Guardian AIT decision leaves s100A questions hanging
Federal Court clears up doubts over reimbursement agreements but leaves a core question untouched.
Tax specialists have welcomed the clarity brought to trust reimbursement agreements and Part IVA amendments by the Federal Court's Guardian AIT appeal decision but say the core question of what constitutes an “ordinary family or commercial dealing” has been left unresolved.
They say the tax office will need to rewrite its s100A ruling in the wake of yesterday’s decision, which largely rejected the ATO’s appeal, and say Canberra might even have to look at amended legislation.
CA ANZ said yesterday’s decision highlighted the importance in s100A of determining whether a reimbursement agreement existed at — or prior to — the time when a beneficiary was made presently entitled to the trust net income.
“On this point, the court (like the primary judge) accepted the evidence of those connected with the transaction, including the accounting firm advisers,” it said.
Tax specialist John Jeffreys said the court rejected the Commissioner’s arguments that there was an understanding between the taxpayer’s accountants (Pitcher Partners) and the client that the beneficiary (a company) would pay a dividend to a trust from funds that had been distributed to it by the trust.
“The court said that an agreement must reflect a common intention, or consensus existing between at least two parties. Because the beneficiary (a company) was repaying money to a trustee that had been sourced from a distribution from the trust, it had to be the case that the beneficiary (company) was a party to the agreement.
“The court held that the circumstances that occurred before the company beneficiary received the present entitlement only inferred some type of understanding. It was not enough to constitute an agreement needed for the purpose of s100A.”
He said accountants could take comfort from the fact that the ATO cannot just argue that an agreement is implied or inferred.
“This may, for example, negate the ATO view that a reimbursement agreement can be inferred through past practice,” he said. “If affairs are structured properly and there is supporting documentation, they can successfully argue there is no reimbursement agreement and, therefore, have no section 100A problem.”
CA ANZ tax leader Michael Croker said the accounting body would be watching closely for the ATO’s response.
“Guardian could be viewed as an s100A case confined to its facts about the existence of a reimbursement agreement, with more test cases desperately needed on the meaning of ‘ordinary dealings’.”

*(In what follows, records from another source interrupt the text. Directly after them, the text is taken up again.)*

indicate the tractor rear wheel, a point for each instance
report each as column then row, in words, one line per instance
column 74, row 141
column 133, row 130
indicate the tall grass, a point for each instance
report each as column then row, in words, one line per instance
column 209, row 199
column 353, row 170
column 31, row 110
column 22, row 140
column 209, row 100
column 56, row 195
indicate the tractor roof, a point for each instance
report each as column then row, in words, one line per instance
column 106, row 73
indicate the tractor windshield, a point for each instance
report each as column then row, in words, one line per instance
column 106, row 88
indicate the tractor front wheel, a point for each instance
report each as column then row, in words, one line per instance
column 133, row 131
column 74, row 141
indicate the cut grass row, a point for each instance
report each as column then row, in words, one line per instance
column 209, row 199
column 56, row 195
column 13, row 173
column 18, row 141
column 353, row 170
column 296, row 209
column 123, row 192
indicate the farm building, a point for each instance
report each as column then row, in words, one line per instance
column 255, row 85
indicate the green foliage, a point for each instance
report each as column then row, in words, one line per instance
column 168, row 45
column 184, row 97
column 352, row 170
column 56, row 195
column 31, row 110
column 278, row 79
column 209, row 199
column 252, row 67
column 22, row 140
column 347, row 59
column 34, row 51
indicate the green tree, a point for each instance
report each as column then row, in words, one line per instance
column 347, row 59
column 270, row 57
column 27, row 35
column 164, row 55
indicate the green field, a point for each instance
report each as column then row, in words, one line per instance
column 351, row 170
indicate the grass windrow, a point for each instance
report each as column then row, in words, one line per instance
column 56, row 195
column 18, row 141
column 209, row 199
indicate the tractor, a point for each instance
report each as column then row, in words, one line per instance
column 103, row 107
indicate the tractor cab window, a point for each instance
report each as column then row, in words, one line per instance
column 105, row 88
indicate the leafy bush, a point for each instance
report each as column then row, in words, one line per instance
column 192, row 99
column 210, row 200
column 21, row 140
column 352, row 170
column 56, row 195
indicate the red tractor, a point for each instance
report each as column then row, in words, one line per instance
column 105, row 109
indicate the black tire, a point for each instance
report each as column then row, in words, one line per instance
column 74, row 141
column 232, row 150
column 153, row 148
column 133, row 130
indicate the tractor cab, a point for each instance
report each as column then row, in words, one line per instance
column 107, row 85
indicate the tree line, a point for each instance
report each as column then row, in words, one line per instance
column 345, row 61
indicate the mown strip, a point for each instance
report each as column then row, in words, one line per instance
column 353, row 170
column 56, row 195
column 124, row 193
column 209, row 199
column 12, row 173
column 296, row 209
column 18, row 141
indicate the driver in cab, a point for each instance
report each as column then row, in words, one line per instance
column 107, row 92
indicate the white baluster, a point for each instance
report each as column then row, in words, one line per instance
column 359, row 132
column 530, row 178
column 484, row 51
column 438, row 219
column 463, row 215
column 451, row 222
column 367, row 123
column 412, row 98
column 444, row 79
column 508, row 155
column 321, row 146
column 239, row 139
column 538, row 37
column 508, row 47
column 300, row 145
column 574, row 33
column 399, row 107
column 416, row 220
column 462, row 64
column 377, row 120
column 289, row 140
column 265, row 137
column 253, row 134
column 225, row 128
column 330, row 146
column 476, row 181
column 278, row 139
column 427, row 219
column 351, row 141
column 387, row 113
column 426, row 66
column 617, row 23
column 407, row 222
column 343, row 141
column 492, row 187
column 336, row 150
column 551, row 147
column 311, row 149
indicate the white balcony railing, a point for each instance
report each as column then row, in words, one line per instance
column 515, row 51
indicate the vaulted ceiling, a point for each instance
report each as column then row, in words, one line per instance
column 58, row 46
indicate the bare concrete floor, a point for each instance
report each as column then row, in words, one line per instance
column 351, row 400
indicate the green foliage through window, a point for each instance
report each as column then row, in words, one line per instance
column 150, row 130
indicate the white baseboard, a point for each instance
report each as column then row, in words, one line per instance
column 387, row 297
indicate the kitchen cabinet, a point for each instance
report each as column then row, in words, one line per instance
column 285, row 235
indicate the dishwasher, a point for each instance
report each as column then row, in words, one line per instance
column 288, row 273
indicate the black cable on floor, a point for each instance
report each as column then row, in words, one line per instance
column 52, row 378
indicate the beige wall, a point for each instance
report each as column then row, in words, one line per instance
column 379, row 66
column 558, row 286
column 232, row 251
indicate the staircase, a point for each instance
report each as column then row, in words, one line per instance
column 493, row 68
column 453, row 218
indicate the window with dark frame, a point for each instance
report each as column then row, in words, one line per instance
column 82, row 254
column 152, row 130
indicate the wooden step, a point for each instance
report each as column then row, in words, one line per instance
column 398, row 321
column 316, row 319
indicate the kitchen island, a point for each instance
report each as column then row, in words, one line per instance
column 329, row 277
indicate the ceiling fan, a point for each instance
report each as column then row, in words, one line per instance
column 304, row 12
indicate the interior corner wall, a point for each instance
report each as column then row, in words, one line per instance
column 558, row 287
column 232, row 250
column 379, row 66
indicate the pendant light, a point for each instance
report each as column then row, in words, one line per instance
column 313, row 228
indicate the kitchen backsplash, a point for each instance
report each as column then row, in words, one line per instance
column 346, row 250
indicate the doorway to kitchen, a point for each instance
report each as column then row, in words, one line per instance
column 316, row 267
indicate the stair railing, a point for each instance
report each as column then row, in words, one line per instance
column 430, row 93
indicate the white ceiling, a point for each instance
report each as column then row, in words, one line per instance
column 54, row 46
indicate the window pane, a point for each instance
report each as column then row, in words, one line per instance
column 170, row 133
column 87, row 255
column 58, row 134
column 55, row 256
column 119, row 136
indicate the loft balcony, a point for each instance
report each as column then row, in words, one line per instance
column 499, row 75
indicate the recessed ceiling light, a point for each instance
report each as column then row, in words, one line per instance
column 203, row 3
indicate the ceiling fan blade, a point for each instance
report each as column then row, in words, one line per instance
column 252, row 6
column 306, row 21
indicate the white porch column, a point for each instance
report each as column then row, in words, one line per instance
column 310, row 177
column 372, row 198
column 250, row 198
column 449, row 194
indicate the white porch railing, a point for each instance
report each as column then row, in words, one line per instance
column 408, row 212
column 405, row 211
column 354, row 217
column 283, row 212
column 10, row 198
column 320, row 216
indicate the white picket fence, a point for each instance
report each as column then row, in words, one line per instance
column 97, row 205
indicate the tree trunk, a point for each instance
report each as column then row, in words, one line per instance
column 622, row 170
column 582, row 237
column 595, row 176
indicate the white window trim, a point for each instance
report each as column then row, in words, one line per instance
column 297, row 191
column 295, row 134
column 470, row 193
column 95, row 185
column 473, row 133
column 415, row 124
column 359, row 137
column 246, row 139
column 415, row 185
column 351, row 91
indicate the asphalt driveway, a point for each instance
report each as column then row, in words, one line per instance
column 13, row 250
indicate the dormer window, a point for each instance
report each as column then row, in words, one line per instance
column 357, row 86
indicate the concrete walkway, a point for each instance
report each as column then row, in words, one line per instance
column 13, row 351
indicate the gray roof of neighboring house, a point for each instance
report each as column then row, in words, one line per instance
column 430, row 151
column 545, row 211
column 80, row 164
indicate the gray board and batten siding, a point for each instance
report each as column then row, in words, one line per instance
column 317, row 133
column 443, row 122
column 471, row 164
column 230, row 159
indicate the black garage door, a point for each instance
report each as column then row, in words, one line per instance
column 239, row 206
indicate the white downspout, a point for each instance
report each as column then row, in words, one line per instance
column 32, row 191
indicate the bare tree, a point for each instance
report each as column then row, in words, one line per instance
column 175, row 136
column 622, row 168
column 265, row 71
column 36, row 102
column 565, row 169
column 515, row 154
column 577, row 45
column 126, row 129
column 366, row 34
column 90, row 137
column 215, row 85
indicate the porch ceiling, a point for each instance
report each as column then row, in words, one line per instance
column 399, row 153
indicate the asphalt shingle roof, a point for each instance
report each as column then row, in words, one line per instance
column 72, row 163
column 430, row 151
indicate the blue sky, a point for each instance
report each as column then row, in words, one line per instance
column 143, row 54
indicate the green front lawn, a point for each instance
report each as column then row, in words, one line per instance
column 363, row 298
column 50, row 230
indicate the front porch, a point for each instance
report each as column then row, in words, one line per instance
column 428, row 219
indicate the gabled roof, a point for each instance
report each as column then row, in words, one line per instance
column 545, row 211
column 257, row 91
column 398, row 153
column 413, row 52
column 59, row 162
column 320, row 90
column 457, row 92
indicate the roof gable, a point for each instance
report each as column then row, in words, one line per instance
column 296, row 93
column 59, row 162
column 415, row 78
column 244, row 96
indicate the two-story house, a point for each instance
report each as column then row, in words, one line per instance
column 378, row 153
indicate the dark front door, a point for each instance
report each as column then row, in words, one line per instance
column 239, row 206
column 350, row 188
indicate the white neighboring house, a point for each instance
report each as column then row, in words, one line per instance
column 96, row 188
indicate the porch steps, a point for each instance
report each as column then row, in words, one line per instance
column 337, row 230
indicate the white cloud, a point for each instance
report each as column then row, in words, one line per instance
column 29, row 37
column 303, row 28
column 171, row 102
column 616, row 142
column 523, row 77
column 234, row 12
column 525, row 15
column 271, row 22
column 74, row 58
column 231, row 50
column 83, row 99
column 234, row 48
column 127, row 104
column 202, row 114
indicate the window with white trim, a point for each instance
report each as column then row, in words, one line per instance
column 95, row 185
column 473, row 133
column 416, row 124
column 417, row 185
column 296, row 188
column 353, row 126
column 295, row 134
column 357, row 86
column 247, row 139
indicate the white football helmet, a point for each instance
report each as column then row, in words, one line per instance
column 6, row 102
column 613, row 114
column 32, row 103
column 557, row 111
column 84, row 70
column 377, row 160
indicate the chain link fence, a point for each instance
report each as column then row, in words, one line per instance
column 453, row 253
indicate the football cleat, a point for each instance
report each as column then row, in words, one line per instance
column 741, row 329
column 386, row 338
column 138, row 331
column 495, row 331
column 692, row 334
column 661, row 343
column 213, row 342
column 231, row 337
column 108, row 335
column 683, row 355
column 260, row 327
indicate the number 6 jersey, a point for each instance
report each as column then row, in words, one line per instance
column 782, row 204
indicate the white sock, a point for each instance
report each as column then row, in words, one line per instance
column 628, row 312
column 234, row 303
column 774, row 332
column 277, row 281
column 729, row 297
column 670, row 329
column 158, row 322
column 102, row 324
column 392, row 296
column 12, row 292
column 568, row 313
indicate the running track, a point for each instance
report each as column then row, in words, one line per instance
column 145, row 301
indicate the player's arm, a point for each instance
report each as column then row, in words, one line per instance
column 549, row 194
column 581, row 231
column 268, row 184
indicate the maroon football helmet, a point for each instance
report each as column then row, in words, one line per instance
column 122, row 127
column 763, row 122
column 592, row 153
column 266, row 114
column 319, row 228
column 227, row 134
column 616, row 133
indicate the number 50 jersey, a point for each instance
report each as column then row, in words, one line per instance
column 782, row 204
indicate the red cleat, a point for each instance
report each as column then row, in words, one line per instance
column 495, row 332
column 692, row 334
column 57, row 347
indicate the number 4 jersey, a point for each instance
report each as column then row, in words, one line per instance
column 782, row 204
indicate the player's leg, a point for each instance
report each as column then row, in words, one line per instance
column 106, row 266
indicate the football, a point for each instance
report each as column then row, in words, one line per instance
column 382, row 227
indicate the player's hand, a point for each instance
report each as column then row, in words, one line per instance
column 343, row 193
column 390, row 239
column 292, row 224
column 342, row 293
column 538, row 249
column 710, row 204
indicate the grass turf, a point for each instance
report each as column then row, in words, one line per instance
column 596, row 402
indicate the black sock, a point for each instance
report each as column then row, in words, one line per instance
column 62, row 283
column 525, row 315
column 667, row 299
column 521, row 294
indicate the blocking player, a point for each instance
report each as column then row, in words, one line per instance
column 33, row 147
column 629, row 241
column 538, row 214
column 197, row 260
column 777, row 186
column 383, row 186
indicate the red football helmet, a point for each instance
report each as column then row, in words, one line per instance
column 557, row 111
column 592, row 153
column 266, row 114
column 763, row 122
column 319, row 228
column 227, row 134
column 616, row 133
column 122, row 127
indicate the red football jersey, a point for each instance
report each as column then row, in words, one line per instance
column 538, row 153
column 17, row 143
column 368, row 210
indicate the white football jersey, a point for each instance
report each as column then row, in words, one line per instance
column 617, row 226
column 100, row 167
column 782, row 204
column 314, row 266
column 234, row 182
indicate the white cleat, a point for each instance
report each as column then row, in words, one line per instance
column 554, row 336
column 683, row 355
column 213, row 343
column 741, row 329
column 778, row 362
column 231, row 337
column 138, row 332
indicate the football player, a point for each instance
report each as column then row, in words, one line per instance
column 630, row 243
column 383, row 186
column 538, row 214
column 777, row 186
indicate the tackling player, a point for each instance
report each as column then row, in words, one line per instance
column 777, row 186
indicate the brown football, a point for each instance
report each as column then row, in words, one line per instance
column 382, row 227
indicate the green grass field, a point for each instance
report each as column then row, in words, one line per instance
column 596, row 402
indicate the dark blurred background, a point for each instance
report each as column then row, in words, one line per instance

He said the complexity of the issue might prompt government invention.
“This section now requires pages and pages of ATO guidance to decipher, and an important threshold issue — the existence and timing of a reimbursement agreement — can be unclear. That could lead to discussions in Canberra about whether the policy objectives of s100A could be better achieved by amended, more objective legislation.”
BDO tax partner Mark Molesworth agreed the decision did little to clear up doubts around s100A, especially concerning ordinary dealings.
“The ATO’s application of the section still relies on ‘the vibe’ to an extent that is unwelcome in a modern tax system,” he said.
“While the decision shows that the ATO will continue to attack trust arrangements with which it disagrees, we hope that the abandonment of some of the ATO’s ambit claims in the course of the appeal reflects a change that will be felt by taxpayers in audits also.
“Fewer wide-ranging claims and more targeted application of the law would be appreciated.”
BDO tax technical national leader Lance Cunningham said the ATO would need to rewrite some of the s100A ruling.
“The part of the decision that found Section 100A does not apply to the ‘washing machine’ arrangement will likely mean the ATO will have to revise its recently released ruling TR 2022/4,” he said, although the court decision did confirm that Part IVA would apply to such arrangements.
On Part IVA, Mr Jeffreys said recent amendments under section 177CB had removed a weakness from the ATO’s perspective.
“The court referred to sub-section 177CB(4) with approval and said that the primary judge should not have ignored the potential operation of Part IVA just because the proposed alternative would have involved the taxpayer paying higher tax.
“The ATO will be very pleased that a senior court has made this statement as the ‘there is no tax benefit’ argument was the Achilles heel of Part IVA as far as the ATO was concerned.”
He said the court had reinforced the recent Minerva Financial Group Pty Ltd v Commissioner decision and it was uncertain how this might impact distributions.
“It will be interesting to see how far the ATO takes these decisions when considering the hundreds of thousands of discretionary trustee distribution decisions that are made around 30 June each year. Often these decisions are made with a high degree of tax motivation.”
The ATO said the Commissioner was considering the Full Court decision in the Guardian AIT and Springer matters and had no further comment at this time.